There is a Solution

Crystal FitzSimons, Food Research & Action Center President, is worried that reduced participation in SNAP is not an indication of reduced need for assistance.

[T]the law’s stricter time limits, administrative hurdles, and pending cost-shift to states, along with inadequate benefits, are pushing eligible households off the program.

She correctly outlined the benefits of SNAP (which, I claim, generalize to welfare programs in general):

When investments are made in SNAP, real progress is made toward lifting people out of poverty. …
When SNAP benefits better align with increasing food costs, more families stay above the poverty line. When barriers increase, the opposite happens.

But she proposed the wrong solution.

Through legislation, Congress should ensure that everyone has the nutrition they need to thrive rather than make it harder for families to put food on the table.

No.

In our federated republican form of government, the member States are responsible, each for its own internal affairs. It’s time for them to stop freeloading off the Federal government—freeloading off the citizens of the other 49 States—and start honoring their own obligations toward their own citizens. Each State has the money. It simply needs to reallocate its spending and stop taking ever more money away from its own citizens in the form of ever rising tax rates.

It’s Not about Fair Wages

A letter-writer to The Wall Street Journal‘s Letters section seconded the editors’ editorial on unions and their Leftist push. The letter-writer had this in support:

Instead of focusing solely on issues like wages and benefits, union representatives demanded that the company allow different pronoun pins. They also demanded that the company cover abortion and gender-affirming care in its health plans, which the company already did.

Both the letter-writer and the editors, though, were a bit wide of the mark.

Pronoun pins and demands for far Left perks that already exist aren’t moves toward improving workers’ lot. These are moves whose sole purpose is to achieve and demonstrate union power and control for the sake of that power and control. The labor force of any particular business that is targeted by a union are merely pawns in the union’s emphatic exercise.

Complexifying Problems

Kyle Smith opened his piece in The Wall Street Journal‘s Free Expression with a summary of a survey on non-pilots landing a passenger airplane in an emergency. Included in that was this bit about women’s assessment of men’s ability to do so:

To the average woman, the idea that the average man could land a complicated passenger aircraft on his own is ridiculous.

Not only for women, though, the problem with working seemingly complex problems is the mindset that blindly goes along with over-complexifying the challenge.

As an F-106 driver I once worked with said about flying his jet, “Pull the stick back to go up, push forward to go down, left-right just like driving a car.”

The airliner is just the same, for all the dials and gauges and switches and levers in the cockpit. Not easy-peasy, but not that difficult, either.

That’s the Point

Recall that one of New York City’s Progressive-Democrat Mayor Zohran Mamdani’s goal was a plethora of city government-run grocery stores to sell groceries at “affordable prices”—which, for Mamdani, meant “cheaper than what existing grocery stores were selling.” He could mean only that, else he’d be conceding that those prices already were affordable.

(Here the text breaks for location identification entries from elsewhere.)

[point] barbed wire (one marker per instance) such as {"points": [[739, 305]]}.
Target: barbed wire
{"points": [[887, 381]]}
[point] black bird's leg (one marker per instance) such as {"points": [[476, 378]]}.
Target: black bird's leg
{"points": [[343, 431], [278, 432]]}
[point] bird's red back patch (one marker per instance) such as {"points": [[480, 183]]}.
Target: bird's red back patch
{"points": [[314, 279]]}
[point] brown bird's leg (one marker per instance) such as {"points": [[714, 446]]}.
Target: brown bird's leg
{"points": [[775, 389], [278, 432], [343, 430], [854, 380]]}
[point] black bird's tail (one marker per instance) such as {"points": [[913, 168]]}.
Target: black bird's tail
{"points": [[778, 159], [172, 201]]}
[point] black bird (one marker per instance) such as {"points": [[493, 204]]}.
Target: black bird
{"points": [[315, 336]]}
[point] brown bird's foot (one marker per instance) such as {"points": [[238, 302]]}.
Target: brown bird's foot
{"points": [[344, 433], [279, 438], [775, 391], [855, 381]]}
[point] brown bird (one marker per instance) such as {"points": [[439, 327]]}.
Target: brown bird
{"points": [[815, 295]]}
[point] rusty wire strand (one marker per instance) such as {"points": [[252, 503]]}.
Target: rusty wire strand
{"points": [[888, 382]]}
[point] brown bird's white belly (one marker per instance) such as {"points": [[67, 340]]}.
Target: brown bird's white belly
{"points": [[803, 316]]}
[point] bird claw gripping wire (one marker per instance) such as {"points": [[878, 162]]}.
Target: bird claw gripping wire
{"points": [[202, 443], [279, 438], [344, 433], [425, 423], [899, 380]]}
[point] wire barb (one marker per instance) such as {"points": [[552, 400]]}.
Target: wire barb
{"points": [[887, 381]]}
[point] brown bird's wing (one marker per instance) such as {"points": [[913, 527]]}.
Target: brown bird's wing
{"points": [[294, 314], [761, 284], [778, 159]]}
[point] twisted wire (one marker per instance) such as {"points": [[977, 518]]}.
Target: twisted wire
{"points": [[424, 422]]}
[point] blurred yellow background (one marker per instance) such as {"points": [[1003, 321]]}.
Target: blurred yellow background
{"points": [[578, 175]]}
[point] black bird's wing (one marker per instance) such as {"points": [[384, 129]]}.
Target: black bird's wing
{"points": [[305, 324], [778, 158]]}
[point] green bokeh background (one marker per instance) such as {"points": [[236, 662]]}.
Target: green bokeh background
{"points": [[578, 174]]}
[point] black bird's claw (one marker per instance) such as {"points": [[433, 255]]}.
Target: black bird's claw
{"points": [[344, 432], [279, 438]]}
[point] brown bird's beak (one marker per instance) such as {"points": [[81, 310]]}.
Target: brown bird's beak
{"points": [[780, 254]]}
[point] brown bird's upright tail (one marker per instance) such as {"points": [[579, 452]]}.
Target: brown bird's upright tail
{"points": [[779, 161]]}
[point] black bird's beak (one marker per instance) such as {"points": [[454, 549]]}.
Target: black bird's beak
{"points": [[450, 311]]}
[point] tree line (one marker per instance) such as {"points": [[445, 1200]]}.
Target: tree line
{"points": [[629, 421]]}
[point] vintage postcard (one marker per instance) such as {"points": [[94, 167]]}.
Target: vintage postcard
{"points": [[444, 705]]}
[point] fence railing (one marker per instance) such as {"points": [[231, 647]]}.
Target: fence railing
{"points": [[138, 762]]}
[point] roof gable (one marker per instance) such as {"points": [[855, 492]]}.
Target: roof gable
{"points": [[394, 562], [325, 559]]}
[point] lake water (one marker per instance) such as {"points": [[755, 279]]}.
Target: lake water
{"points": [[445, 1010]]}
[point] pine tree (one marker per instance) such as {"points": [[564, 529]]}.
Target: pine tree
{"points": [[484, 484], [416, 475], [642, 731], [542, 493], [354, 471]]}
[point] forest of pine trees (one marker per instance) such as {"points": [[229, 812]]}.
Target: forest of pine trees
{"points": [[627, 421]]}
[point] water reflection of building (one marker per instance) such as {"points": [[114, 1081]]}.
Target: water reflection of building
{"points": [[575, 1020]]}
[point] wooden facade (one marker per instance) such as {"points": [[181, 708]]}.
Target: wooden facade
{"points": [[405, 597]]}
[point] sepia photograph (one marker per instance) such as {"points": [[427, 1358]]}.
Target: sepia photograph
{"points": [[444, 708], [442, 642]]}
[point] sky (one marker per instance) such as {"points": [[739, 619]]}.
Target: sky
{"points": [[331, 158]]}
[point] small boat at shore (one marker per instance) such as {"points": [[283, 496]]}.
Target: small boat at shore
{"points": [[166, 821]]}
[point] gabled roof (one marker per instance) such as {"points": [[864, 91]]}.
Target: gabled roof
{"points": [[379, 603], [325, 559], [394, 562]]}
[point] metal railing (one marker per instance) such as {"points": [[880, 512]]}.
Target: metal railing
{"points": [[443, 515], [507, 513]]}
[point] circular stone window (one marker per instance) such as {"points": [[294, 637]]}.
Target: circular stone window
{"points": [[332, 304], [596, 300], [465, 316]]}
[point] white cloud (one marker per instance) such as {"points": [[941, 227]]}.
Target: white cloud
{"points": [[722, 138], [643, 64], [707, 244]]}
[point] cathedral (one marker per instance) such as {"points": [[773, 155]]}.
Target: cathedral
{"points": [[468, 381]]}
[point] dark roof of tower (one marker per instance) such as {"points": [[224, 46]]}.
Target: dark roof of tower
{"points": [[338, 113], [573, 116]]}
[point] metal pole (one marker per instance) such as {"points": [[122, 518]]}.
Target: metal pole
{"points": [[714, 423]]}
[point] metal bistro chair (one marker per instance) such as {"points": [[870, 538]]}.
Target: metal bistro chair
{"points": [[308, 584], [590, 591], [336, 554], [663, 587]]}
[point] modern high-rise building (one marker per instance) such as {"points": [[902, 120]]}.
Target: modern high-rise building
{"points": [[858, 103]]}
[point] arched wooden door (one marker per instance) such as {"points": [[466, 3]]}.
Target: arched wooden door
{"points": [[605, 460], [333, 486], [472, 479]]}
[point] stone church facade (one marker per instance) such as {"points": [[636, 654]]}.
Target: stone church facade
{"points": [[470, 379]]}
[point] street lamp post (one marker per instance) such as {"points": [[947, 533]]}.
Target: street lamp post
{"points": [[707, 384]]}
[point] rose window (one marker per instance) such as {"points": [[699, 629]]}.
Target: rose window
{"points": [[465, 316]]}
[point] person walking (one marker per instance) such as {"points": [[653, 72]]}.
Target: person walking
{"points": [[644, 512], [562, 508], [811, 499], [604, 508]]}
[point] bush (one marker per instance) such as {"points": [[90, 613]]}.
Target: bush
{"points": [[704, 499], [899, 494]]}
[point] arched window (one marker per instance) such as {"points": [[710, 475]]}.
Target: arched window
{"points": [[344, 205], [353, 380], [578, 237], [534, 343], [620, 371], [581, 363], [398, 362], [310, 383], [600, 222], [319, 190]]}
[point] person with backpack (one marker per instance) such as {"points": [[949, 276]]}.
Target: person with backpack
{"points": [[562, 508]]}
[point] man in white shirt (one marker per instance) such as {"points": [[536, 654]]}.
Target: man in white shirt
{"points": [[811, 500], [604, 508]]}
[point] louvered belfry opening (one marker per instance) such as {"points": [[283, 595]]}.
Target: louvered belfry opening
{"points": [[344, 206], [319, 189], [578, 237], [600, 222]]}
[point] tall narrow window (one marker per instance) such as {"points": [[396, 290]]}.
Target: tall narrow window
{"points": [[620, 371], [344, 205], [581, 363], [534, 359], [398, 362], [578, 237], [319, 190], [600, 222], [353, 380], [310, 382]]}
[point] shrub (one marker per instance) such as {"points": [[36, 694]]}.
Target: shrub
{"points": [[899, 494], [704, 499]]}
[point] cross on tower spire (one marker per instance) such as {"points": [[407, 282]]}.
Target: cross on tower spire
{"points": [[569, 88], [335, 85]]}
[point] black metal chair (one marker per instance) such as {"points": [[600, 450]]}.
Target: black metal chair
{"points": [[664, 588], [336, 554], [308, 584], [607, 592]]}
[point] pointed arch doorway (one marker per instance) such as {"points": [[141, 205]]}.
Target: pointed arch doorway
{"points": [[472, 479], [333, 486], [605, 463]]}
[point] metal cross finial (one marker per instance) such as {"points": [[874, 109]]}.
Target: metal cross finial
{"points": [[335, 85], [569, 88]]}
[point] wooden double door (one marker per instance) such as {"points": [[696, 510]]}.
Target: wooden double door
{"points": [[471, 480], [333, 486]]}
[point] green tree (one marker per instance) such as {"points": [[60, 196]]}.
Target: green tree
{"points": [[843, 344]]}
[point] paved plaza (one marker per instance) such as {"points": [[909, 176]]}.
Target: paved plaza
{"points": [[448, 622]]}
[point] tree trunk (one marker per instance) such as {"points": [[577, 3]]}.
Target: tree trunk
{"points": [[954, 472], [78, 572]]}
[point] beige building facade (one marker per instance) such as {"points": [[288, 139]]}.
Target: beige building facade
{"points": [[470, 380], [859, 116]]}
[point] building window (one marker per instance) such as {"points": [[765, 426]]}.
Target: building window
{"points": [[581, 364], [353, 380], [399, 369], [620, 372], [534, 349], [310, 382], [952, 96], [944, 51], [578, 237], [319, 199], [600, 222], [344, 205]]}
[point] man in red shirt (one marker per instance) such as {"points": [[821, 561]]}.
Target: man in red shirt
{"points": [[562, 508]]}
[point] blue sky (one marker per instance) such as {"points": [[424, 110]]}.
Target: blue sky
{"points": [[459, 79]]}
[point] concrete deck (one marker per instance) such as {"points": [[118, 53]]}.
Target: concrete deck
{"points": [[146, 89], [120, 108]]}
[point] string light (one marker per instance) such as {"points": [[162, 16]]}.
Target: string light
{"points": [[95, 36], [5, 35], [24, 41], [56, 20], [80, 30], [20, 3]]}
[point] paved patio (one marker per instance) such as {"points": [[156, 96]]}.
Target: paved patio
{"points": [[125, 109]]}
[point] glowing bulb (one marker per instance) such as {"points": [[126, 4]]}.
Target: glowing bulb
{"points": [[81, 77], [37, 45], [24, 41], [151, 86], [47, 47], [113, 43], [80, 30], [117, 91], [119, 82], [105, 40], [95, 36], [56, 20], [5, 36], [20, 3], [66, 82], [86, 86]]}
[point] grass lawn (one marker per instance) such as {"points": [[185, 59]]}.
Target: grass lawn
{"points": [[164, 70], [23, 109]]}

The outcome of such a move is laid out in the subheadline:

His socialist supermarkets could put New York’s little grocers out of business.

That’s the point.

Like any good socialist, Mamdani wants government to control the producers. Especially if it’s the particular socialist’s government. Getting rid of the little businesses demonstrates to the larger stores and the chains—whose individual stores generally are franchises run by moms and pops or collections of them run by small- or mid-sized businesses—that they’d better kowtow to the socialist government or leave. In either case, that would increase government’s control over the remains.

Contradiction in Terms

The lede lays it out.

State financial aid continues to expand within higher education, allowing money to go to eligible illegal immigrant students.

That’s an obvious oxymoron, or it should be. Leave aside the plain fact that folks in the US illegally are not “migrants”—those are folks who entered (and remain) our nation legally. These folks are illegal aliens.

The contradiction is magnified by this bit:

Currently, around 21 states and the District of Columbia offer in-state tuition eligibility to certain illegal immigrant students, and 18 states and DC provide access to state financial aid programs, according to Higher Ed immigration.
For example, at a University of California school, the base in-state tuition is roughly $15,000 annually. For nonresidents, the base tuition is over $31,000, which means eligible illegal immigrants are essentially receiving $16,000 a year in aid.

That understates the case: these illegal aliens (not migrants or immigrants) are receiving $31,000 per year in aid, since they are, or should be, by dint of their illegal status not at all eligible for any of this taxpayer largesse.

Illegal aliens should be eligible for none of our welfare or other financial assistance beyond the payments they’re offered for leaving voluntarily, payments consisting both of a lump sum cash payment and he preservation of a one-time ability to come back, this time doing so legally and above board.